While California’s efforts to achieve near-universal health care coverage are noble, this state-by-state approach is fast becoming ridiculously inefficient. The big problems are the insurance companies – companies which would all but cease to exist in their present form should the status quo evaporate, and a universal single-payer system be enacted.

Polling on the issue is beyond confusing, with Americans simultaneously desiring the status quo, asking for major changes, saying that health care is either “good” or “only fair” and saying that it is the responsibility of the Federal Government to provide health care for all.
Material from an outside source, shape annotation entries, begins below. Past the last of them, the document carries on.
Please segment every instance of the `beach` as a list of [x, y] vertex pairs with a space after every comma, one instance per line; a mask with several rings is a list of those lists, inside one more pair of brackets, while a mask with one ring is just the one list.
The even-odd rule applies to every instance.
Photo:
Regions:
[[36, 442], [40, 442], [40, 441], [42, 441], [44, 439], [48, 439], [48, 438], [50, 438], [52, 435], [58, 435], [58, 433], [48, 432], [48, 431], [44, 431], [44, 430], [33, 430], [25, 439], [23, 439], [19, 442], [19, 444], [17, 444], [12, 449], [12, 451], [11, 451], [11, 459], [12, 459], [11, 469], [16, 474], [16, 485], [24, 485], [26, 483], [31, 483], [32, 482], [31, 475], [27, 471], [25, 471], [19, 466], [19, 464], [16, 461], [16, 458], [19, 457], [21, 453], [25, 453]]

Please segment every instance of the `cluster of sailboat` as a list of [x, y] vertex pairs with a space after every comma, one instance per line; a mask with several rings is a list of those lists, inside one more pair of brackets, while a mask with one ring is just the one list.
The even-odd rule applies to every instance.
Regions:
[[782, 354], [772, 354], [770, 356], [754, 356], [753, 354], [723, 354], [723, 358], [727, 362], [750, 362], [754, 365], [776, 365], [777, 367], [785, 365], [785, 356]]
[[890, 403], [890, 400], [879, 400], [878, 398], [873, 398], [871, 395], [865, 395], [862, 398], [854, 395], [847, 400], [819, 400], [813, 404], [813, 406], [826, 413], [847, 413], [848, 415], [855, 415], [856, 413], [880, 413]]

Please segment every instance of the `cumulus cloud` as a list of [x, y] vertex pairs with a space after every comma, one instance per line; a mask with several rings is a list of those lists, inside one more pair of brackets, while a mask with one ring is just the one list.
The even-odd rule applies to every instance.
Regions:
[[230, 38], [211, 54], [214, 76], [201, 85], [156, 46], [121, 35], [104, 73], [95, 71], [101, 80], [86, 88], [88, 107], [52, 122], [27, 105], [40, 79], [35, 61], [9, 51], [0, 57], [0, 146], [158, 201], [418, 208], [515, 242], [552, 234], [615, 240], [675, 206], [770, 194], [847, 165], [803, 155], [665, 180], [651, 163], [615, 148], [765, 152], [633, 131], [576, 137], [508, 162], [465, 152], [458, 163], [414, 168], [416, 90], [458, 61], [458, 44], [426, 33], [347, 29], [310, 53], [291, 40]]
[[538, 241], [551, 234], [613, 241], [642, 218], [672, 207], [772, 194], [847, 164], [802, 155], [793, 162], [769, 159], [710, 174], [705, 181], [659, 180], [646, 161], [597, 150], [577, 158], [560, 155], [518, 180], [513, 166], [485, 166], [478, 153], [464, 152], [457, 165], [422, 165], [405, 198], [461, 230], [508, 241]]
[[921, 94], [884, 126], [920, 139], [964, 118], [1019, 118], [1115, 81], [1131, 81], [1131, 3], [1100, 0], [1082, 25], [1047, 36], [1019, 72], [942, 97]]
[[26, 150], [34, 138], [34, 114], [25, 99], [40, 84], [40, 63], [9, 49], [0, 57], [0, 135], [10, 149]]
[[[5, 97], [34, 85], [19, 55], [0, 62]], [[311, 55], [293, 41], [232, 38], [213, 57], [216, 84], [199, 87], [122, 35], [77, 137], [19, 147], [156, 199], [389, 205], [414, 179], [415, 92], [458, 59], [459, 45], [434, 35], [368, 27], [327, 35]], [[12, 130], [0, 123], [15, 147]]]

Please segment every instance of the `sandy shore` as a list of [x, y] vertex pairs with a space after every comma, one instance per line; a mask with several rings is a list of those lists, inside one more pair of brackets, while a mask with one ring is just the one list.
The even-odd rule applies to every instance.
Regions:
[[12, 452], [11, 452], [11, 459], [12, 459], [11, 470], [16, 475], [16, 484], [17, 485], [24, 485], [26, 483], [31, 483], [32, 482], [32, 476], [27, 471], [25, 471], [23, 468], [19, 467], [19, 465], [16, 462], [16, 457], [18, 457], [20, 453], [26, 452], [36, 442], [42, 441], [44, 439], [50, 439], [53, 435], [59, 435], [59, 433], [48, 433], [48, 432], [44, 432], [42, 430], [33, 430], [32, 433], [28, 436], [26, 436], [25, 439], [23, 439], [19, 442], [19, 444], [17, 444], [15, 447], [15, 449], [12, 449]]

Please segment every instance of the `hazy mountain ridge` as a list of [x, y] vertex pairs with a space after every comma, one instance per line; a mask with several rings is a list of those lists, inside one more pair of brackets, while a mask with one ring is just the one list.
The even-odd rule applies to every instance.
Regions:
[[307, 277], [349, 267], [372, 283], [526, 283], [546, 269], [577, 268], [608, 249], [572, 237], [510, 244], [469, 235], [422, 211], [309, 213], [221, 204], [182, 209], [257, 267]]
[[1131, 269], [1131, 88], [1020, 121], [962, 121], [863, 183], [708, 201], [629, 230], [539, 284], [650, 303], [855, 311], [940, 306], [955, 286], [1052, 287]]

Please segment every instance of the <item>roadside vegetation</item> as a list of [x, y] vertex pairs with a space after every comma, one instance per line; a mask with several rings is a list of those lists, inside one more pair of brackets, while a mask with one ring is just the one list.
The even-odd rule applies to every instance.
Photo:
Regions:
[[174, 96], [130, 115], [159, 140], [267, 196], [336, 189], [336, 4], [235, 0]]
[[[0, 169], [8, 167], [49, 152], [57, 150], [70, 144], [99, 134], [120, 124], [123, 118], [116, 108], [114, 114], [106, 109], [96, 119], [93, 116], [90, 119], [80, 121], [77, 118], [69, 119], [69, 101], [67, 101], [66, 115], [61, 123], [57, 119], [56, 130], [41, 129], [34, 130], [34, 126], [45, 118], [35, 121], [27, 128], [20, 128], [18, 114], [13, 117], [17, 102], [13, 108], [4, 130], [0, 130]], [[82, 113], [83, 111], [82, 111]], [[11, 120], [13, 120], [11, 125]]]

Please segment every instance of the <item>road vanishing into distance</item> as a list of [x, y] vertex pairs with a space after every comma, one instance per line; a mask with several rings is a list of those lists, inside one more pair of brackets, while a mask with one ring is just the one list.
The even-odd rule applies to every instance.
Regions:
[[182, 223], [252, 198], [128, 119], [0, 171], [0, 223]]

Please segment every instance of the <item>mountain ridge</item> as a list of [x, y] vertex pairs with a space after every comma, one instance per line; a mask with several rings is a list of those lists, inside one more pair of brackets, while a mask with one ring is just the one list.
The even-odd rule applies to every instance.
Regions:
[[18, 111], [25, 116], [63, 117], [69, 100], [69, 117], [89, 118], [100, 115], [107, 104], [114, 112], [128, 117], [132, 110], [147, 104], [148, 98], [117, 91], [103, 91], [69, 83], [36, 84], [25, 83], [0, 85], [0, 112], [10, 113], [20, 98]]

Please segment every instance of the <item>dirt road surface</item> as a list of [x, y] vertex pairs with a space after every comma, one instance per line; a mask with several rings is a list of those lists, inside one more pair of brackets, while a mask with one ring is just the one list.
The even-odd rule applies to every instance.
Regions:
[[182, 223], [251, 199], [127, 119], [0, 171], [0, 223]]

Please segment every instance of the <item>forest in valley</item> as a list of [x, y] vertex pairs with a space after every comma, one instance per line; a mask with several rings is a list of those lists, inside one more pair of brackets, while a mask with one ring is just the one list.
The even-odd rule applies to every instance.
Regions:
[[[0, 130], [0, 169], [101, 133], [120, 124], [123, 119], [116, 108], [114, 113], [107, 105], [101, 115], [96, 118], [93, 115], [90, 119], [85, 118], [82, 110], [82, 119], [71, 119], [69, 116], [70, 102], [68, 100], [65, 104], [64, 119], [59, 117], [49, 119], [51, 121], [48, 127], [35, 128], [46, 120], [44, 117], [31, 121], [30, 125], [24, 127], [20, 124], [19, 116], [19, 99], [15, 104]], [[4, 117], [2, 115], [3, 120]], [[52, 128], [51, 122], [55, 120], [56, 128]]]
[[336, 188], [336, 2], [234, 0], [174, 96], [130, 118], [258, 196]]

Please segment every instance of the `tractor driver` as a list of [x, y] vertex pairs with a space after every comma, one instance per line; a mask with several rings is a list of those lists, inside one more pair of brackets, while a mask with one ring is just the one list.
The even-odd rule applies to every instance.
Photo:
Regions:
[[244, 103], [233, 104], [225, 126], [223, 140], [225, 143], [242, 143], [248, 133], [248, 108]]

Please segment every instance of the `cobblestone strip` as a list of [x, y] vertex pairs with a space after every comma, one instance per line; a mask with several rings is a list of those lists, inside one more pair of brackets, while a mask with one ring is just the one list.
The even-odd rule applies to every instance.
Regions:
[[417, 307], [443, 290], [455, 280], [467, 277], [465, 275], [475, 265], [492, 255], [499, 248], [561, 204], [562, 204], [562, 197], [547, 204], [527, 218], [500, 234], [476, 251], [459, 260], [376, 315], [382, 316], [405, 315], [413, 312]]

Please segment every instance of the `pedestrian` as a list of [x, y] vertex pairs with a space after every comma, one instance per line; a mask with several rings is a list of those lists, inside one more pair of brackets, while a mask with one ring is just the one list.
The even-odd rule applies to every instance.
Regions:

Massachusetts’ “Commonwealth Care” near-Universal Health Care program just went into effect a few days ago, and it was a bundle of political compromises to satisfy every possible lobby involved. A similar fight will undoubtedly take place in California. However, these piecemeal systems involving subsidized private insurers, the nursing lobby, the hospital lobby, the state Blue Cross/Blue Shield and the hundreds of other disparate interest groups with a stake in health care are simply inefficient. Though this piecemeal system of private insurers, public health care for the old and the poor, and uncompensated care pools, America already spends a much greater percentage of their GDP to cover just the elderly and the poor than Canada spends covering everyone from birth to death. Our system is notoriously inefficient and it’s the insurance companies that are to blame.
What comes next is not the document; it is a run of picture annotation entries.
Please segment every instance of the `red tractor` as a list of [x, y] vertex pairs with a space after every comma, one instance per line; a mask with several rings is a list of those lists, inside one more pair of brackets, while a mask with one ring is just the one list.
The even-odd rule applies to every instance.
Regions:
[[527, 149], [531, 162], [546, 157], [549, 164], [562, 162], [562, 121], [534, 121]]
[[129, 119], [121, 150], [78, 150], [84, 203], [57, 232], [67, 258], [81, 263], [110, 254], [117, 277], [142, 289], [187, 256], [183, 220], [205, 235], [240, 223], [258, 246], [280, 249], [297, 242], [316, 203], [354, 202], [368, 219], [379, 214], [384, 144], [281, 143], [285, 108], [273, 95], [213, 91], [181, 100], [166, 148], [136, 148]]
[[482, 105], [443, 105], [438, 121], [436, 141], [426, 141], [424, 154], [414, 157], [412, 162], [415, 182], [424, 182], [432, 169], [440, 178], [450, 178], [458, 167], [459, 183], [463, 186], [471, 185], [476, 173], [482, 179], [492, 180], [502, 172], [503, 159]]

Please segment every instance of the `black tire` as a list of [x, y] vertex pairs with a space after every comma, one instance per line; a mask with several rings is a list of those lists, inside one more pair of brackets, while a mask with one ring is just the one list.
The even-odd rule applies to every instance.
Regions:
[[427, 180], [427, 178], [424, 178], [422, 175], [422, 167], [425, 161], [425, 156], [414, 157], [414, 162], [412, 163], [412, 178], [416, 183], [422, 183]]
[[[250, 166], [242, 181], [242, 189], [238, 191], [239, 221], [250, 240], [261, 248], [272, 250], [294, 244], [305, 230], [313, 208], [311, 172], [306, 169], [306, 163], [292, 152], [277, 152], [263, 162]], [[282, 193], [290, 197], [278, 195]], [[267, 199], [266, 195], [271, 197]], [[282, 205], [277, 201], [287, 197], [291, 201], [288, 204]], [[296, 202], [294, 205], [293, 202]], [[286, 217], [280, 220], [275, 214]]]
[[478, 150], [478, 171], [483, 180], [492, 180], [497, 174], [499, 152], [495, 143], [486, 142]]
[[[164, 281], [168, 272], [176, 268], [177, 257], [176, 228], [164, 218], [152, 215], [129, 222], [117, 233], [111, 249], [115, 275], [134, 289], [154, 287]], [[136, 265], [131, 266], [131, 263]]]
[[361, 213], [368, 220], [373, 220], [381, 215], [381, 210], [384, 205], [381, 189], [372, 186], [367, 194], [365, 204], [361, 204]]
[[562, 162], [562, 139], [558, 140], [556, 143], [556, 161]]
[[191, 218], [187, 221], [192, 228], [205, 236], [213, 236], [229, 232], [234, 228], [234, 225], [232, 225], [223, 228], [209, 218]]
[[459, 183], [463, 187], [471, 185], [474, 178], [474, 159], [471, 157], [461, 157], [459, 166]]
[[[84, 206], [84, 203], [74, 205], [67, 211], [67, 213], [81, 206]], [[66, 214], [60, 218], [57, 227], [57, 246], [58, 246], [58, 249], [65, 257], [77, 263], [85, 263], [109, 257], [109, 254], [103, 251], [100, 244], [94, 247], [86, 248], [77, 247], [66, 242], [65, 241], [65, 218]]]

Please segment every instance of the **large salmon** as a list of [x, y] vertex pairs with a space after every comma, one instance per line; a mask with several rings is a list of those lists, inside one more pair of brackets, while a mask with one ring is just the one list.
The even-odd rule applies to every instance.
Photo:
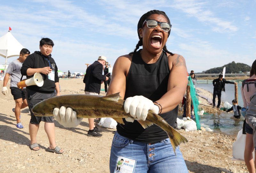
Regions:
[[[76, 117], [83, 118], [109, 117], [124, 124], [122, 118], [133, 118], [124, 111], [124, 100], [121, 99], [119, 93], [106, 96], [86, 94], [65, 95], [49, 98], [35, 105], [32, 112], [37, 116], [53, 116], [53, 109], [62, 106], [69, 107], [76, 112]], [[164, 130], [170, 139], [173, 150], [187, 139], [176, 131], [163, 118], [151, 110], [145, 121], [137, 120], [146, 128], [154, 124]]]

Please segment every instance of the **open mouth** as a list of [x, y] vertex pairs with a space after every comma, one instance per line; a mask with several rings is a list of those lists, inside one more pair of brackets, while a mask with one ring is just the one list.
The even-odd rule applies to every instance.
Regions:
[[159, 47], [162, 43], [162, 38], [159, 35], [153, 35], [150, 40], [151, 44], [157, 47]]

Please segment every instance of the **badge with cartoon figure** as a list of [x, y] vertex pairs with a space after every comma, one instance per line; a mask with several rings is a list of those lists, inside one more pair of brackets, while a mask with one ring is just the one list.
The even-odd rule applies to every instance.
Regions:
[[114, 173], [133, 173], [137, 160], [124, 156], [118, 156], [116, 159]]

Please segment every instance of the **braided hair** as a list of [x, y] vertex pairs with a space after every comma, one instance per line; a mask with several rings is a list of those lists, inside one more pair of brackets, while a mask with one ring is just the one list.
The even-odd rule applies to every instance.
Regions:
[[[138, 22], [138, 25], [137, 27], [137, 32], [138, 32], [138, 36], [139, 37], [139, 38], [140, 39], [140, 40], [138, 42], [138, 43], [136, 45], [136, 48], [135, 49], [134, 49], [134, 50], [133, 52], [132, 52], [130, 53], [129, 54], [129, 55], [131, 55], [132, 54], [134, 54], [137, 50], [139, 49], [139, 47], [140, 46], [141, 46], [142, 45], [142, 39], [143, 38], [141, 38], [140, 37], [140, 33], [139, 33], [139, 29], [142, 28], [142, 25], [143, 25], [143, 23], [144, 21], [146, 19], [148, 19], [148, 18], [152, 15], [156, 14], [160, 14], [161, 15], [163, 15], [165, 18], [167, 19], [167, 21], [168, 23], [170, 23], [171, 22], [170, 22], [170, 20], [169, 19], [169, 18], [167, 16], [167, 15], [165, 14], [164, 12], [163, 11], [159, 11], [159, 10], [151, 10], [151, 11], [149, 11], [148, 12], [147, 12], [145, 13], [143, 15], [142, 15], [142, 16], [140, 17], [140, 20], [139, 21], [139, 22]], [[171, 30], [168, 32], [168, 37], [169, 37], [169, 36], [170, 35], [170, 32], [171, 32]], [[168, 50], [167, 50], [167, 48], [166, 47], [166, 45], [164, 45], [164, 47], [163, 48], [163, 50], [167, 52], [167, 53], [169, 53], [172, 56], [173, 56], [174, 54], [172, 54], [172, 52], [169, 52]]]

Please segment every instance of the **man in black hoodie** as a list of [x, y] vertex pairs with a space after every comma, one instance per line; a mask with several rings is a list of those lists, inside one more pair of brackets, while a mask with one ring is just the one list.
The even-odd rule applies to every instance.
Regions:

A single-payer system would be ideal – with sliding co-pays based on income to discourage overuse and abuse of the system. Of course, this is all politically untenable. When the Clinton policy team, including Hillary, sat down to accomplish health care reform, the insurers stood in their way, producing misleading ads that torpedoed the whole project. A more modest goal? Extend Medicare to cover children and young adults under 25 – it would alleviate the burden of family coverage that insurers and employers now face. I believe John Edwards offered something along those lines, however.

Nevertheless, I still hope for some near-universal coverage legislation out of California – it is a worthy project to tackle.